Chávez, fusil de poemas

Esta nota no hubiesemos querido redactarla nunca. Es la nota que coloca puntos suspensivos, cuando anhelábamos una coma, una continuidad. Es la nota de la incertidumbre, pero es la nota de la constatación fehaciente de haber coexistido, en nuestra misma época, con un hombre que fue capaz de trascender los límites de lo imposible. Es la nota que marca el hasta siempre de un soldado que logró renombrarnos, resignificarnos, liberarnos de las ataduras de nuestras colonias subjetivas. Esta nota se escribe, un día después del sollozo, un día después de enterarnos que hay hombres que no son inmortales, aunque nos sigan pareciendo, testarudamente. Esta nota intenta trocar el concepto de inmortalidad por el de trascendencia histórica.

Escribimos sobre el Comandante Chávez, Libertador de América.

Este texto no es epitafio. Simula ser reflexión, pero es descarga. Lo hacemos a su manera, con la palabra. Intenta pensar en voz alta y plural, aunque apenas logre un susurro. No es texto llorón. Es de mero reconocimiento por parte de un militante, al tipo que nos devolvió el diccionario de la Liberación y su sentido vivo, real y posible. Y utópico.
Hoy se nos abre el pecho con falta de respuestas seguras. No somos magos. Si alguna certeza tenemos es que ”Chávez” es una grieta, cada vez más profunda, cavada sobre la soberbia de los ganadores de siempre, los que nos hicieron creer sus cuentos y sus fábulas. Fuimos hablados y escritos, sin consultarnos y bajo nuestro aparente consentimiento.

Sin embargo, desde que empiezó a subrayarse, por su luz propia, ”Chávez” implicó un cambio de gráfica, de texto y de tipografía. Más, fue un cambio de las reglas de la gramática y la semántica.
Hoy, lo reafirmamos, ”Chávez” es adjetivo y verbo.

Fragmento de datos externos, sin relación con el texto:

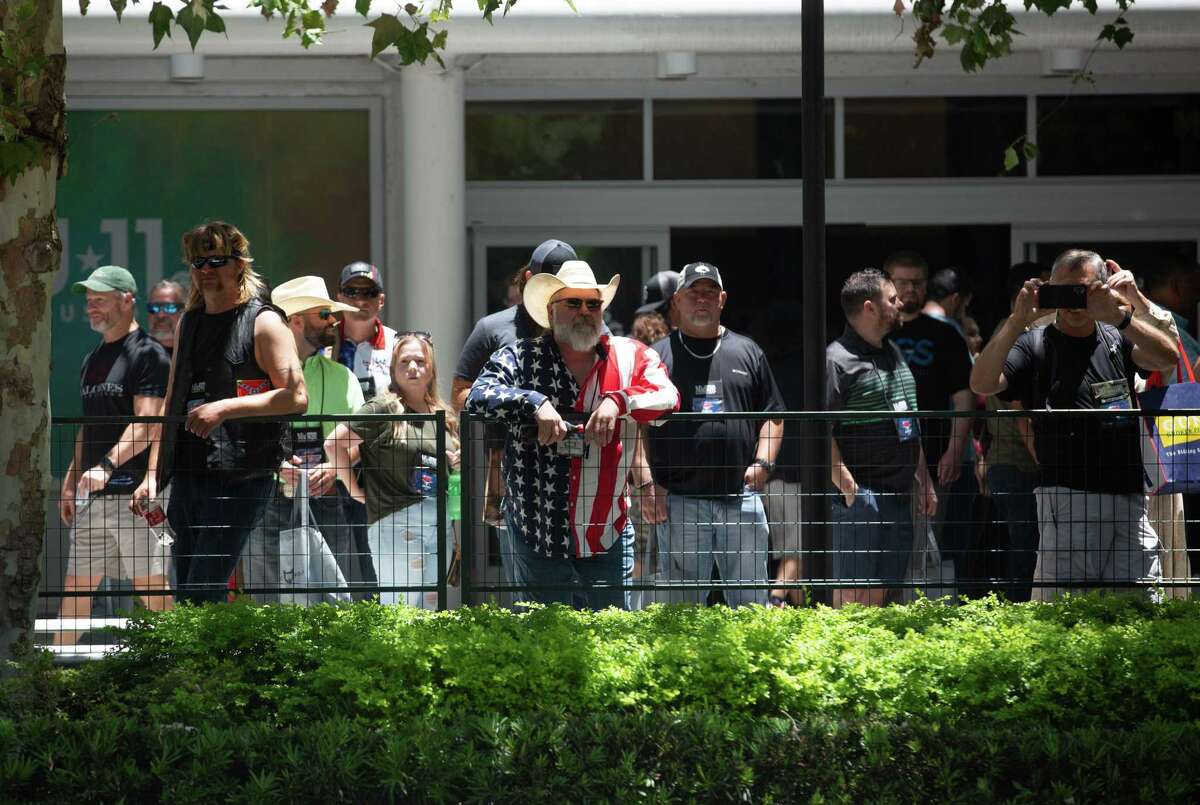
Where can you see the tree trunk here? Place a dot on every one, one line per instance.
(29, 257)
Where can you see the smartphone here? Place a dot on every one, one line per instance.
(1069, 296)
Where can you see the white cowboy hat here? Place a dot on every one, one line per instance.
(574, 274)
(304, 294)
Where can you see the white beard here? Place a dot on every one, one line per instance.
(580, 335)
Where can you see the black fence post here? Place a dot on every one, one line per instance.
(467, 524)
(815, 449)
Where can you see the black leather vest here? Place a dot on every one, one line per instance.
(253, 448)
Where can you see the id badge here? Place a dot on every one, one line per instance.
(906, 426)
(708, 404)
(309, 445)
(573, 446)
(424, 481)
(1111, 395)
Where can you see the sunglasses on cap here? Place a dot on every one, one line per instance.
(360, 293)
(576, 304)
(213, 262)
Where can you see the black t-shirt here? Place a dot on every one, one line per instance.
(709, 458)
(208, 349)
(490, 334)
(1048, 366)
(940, 361)
(112, 374)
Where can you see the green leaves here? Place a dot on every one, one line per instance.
(984, 29)
(161, 17)
(388, 30)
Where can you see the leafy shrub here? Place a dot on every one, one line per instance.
(1091, 700)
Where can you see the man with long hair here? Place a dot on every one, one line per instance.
(234, 359)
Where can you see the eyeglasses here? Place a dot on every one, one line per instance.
(576, 304)
(360, 293)
(214, 262)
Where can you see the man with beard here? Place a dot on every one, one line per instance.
(163, 311)
(125, 376)
(234, 372)
(940, 362)
(312, 317)
(713, 472)
(365, 343)
(570, 402)
(876, 462)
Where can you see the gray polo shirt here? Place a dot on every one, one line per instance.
(881, 452)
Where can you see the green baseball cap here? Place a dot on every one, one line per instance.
(107, 277)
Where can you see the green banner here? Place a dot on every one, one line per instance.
(297, 182)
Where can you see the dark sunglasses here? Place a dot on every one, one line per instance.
(360, 293)
(576, 304)
(214, 262)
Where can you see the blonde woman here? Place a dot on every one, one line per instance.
(401, 470)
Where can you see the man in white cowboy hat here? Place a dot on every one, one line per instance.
(312, 317)
(570, 401)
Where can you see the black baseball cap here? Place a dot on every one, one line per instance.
(694, 272)
(360, 269)
(657, 293)
(551, 256)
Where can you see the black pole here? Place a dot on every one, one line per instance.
(813, 163)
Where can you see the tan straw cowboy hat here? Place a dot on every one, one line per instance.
(575, 275)
(304, 294)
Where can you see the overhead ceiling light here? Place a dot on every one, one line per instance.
(186, 67)
(677, 64)
(1063, 61)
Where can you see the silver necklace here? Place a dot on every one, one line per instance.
(702, 358)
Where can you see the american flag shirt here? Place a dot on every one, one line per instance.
(569, 506)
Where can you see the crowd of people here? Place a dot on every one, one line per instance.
(592, 487)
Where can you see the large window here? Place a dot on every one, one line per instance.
(529, 140)
(731, 138)
(951, 137)
(1119, 134)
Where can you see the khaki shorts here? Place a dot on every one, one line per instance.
(109, 540)
(783, 504)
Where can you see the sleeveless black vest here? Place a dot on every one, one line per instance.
(257, 445)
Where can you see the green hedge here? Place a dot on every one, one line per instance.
(1092, 698)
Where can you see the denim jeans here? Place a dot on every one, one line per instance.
(873, 538)
(1012, 493)
(599, 580)
(727, 532)
(213, 518)
(405, 550)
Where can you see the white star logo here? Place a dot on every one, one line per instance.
(89, 260)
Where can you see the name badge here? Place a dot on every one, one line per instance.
(309, 445)
(906, 426)
(573, 446)
(424, 481)
(708, 404)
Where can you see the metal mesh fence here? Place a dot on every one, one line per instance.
(1038, 503)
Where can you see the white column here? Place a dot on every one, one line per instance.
(436, 283)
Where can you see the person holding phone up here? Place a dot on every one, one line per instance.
(1091, 500)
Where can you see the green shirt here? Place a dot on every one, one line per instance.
(391, 452)
(331, 389)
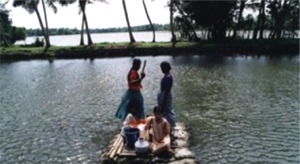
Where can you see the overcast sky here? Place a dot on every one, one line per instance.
(99, 15)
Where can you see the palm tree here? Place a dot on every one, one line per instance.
(82, 4)
(32, 7)
(153, 30)
(173, 39)
(241, 9)
(187, 22)
(132, 40)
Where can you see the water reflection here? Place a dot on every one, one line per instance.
(241, 109)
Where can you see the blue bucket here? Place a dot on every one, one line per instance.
(131, 136)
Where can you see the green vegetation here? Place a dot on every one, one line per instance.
(228, 47)
(222, 25)
(68, 31)
(9, 34)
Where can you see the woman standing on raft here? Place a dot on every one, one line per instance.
(164, 97)
(133, 94)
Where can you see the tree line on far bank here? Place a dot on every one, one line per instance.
(215, 18)
(71, 31)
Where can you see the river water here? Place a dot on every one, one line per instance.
(240, 109)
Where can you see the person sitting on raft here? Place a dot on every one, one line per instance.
(131, 119)
(161, 141)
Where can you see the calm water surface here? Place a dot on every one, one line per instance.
(239, 109)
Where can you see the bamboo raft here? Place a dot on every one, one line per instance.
(117, 152)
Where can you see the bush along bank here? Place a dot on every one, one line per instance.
(229, 47)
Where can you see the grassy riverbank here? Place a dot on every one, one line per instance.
(228, 47)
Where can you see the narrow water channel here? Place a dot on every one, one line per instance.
(240, 109)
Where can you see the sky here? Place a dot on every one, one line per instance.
(99, 15)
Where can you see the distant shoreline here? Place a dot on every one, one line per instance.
(106, 50)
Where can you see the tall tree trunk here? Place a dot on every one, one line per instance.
(195, 37)
(82, 4)
(41, 23)
(46, 23)
(132, 40)
(153, 30)
(257, 26)
(90, 42)
(81, 33)
(263, 18)
(173, 39)
(242, 7)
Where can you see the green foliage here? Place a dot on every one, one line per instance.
(9, 34)
(68, 31)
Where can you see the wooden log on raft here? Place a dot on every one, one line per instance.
(119, 153)
(116, 146)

El verbo “Chávez” retumba en la mejor memoria de Sudamérica, significando lucha y conquista de derechos. Al amparo de la Historia de letras de molde, por ser creador heroico, por entregar un libro y una flor, y una sonrisa. Por haber armado a su pueblo, con fusiles de poemas -al decir de Alí Primera-, pero antes haberlo amado desde sus entrañas, desde las venas de la América mestiza, india, pobre, rota, deshilachada, no obstante irredenta, esperanzada.
El adjetivo “Chávez” califica la entrega sin pausa ni obstáculos, incluyendo -en éstos- hasta la Vida misma. “Chávez” caracteriza el canto de honor y gloria a un dogma no dogmático que no perteneció a una persona, ni a un momento. Es abrazo leal a un ideario que ha viajado a través de las sierras, las sabanas y los vientos invisibles de la América Libre e Igualitaria.

Hoy confiamos en su pueblo, en nuestro pueblo, en nosotros. Confiamos en los militantes bolivarianos. Confiamos en que la audacia de un hombre, al haberle quitado de encima el polvo de la intriga y la infamia a unos de los términos más bellos del lenguaje universal, “socialismo”, le otorgue sentido definitivo al legado de la hora infausta. Confiamos en el Socialismo que se construye y ya mejora la vida de millones de personas. Más que confiar, permanecemos pala en mano para llevarlo a cabo. Somos muchos.

Empezamos a caminar sin el paragua de la palabra justa y la acción precisa. Nos toca a nosotros “ser como Chávez”. Tenemos que continuar escribiendo nuestrás cuartillas de la Historia de los pueblos que luchan por su Liberación. Es un cuaderno de tapa dura y muchas hojas en blanco. Claro que varias páginas de caligrafía preciosa hacen las veces de prólogo. Esta es la guía que en nuestra brújula seguirá marcando el Sur, inevitablemente.